IP’s importance is poised to further escalate, says Mulcahy, with the rise of new IP-intensive technologies such as robotics, AI and quantum computing. These innovations are set to redefine tomorrow’s battlefields.

Unfortunately, there is not a single IP strategy that could fit any situation including one that involves technical data, according to him. Instead, organizations must have innovative and forward-thinking legal experts who can come up with a strategy that matches any given situation.

“A successful weapons system may be in service for many years. Witness the venerable B-52 which is expected to be in service through its 100thth anniversary in 2052,” he said. “If the government has no rights in the technical data, it may be forced to go back to the original contractor for maintenance and repairs over the life of the system. Since the military is the only legitimate customer for most armament technologies, and it may be necessary to maintain the supply chain in time of war, the government often seeks full rights (“Government Purpose Rights” in the US) to the technical data relevant to such systems. Such rights allow the government to share the data with another party — i.e., your competitor — in order to maintain, duplicate and even improve upon the technology. To a certain extent, this is the price you pay for winning the original contract and arms companies know this.”

“Often, however, the components, algorithms, and subsystems developed for one weapons system could add value to a future program and may even have commercial applications.

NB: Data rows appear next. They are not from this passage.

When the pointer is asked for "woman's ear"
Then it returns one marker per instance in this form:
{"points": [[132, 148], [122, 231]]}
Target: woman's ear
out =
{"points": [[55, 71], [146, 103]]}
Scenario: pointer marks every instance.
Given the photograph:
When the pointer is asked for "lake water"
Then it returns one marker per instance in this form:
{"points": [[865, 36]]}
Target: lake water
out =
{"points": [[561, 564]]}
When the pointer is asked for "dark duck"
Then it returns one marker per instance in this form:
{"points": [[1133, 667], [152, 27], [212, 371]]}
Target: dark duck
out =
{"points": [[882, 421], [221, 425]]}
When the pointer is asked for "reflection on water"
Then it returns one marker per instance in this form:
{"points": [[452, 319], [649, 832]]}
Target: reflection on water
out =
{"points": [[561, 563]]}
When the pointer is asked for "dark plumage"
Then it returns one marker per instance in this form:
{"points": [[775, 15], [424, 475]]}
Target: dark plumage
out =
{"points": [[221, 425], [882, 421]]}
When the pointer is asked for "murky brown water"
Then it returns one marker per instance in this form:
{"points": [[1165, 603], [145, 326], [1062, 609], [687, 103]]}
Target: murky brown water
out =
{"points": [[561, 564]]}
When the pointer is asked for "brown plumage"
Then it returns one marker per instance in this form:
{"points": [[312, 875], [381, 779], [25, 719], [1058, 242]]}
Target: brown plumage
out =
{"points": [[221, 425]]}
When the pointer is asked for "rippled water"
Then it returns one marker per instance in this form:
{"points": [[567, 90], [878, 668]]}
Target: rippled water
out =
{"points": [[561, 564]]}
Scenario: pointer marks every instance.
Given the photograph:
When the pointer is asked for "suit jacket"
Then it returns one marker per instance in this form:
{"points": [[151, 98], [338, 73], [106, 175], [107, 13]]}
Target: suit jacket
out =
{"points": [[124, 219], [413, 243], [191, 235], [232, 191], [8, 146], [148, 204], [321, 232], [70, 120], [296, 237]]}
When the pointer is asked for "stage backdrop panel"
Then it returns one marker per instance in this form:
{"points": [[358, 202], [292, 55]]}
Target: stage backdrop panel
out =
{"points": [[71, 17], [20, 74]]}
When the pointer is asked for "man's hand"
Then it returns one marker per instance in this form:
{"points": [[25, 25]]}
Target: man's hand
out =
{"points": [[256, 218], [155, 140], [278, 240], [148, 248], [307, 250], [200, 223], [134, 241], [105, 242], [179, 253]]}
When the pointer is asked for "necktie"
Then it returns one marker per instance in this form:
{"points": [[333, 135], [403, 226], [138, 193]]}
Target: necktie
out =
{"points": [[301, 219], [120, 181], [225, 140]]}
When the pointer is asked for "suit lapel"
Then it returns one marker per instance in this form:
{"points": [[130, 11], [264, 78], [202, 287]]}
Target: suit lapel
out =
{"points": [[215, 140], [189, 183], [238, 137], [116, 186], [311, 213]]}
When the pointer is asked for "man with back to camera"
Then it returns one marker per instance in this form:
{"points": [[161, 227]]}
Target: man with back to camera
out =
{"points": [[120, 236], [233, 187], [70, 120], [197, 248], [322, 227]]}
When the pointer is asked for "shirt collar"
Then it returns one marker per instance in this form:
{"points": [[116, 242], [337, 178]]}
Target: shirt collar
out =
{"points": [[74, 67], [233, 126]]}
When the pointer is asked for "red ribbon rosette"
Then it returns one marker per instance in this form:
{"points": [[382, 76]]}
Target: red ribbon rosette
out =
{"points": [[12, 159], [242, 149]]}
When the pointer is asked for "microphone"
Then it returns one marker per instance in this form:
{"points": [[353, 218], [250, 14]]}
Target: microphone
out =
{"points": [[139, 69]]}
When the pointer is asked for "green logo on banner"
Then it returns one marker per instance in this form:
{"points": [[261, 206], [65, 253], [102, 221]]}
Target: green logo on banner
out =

Such possibilities should be explored as early as possible so that the contractor can either retain the IP rights or adjust the contract price to account for the true value of the IP being turned over,” says Mulcahy.

In August 2019, the US Defense Department put its foot down on IP theft by announcing the formation of a new cadre of IP specialists.

Toward the end of the year, the Pentagon’s new director of IP Richard Gray assumed his new position. Previously, Gray was the only IP attorney at the Department of Defense’s Office of the General Counsel.

“Under the Act, the purpose of the IP cadre is to ensure that the Pentagon protects its supply chains by taking ‘a consistent, strategic, and highly knowledgeable approach to acquiring or licensing intellectual property,’” says Mulcahy, 

He adds that the Pentagon has been developing new IP policies to make sure IP matters are taken into consideration at the start of acquisition. In this way, less cost would be involved. “The IP cadre will help the contracting officers put these policies into practice by taking a more business-like and less ‘government’ approach to IP issues,” says Mulcahy.

Singh believes these developments will likely influence Asian countries aiming to strengthen their military powers. This will also create a positive impact on countries that are signatory to the World Trade Organization and those which either have a robust IPR regime or are on their way to having one.

Some parties, however, have different thoughts about this move by the US government, says Chatterjee.

“Various stakeholders feel that the objective behind such a committee is essentially restrictive. Further, another argument of the opponents of the committee is that IP is fundamentally economic and public in nature and keeping such IP in the form of technology or inventions a secret would compromise with economic potential,” says Chatterjee. “However, such measures are imperative to an extent for effective safeguard of IP which is sensitive in nature.”

India has indeed taken a more offensive stance in creating and protecting the IP of their military technology, and rightly so. Governments and businesses in other Asia Pacific countries should take the cue from India and start paying more attention to their defense equipment’s IP. If this is compromised, more could be at stake, including national security. Rather than find themselves empty handed and losing a lot more in the end, they should instead take the offensive in their defense and be safe rather than sorry.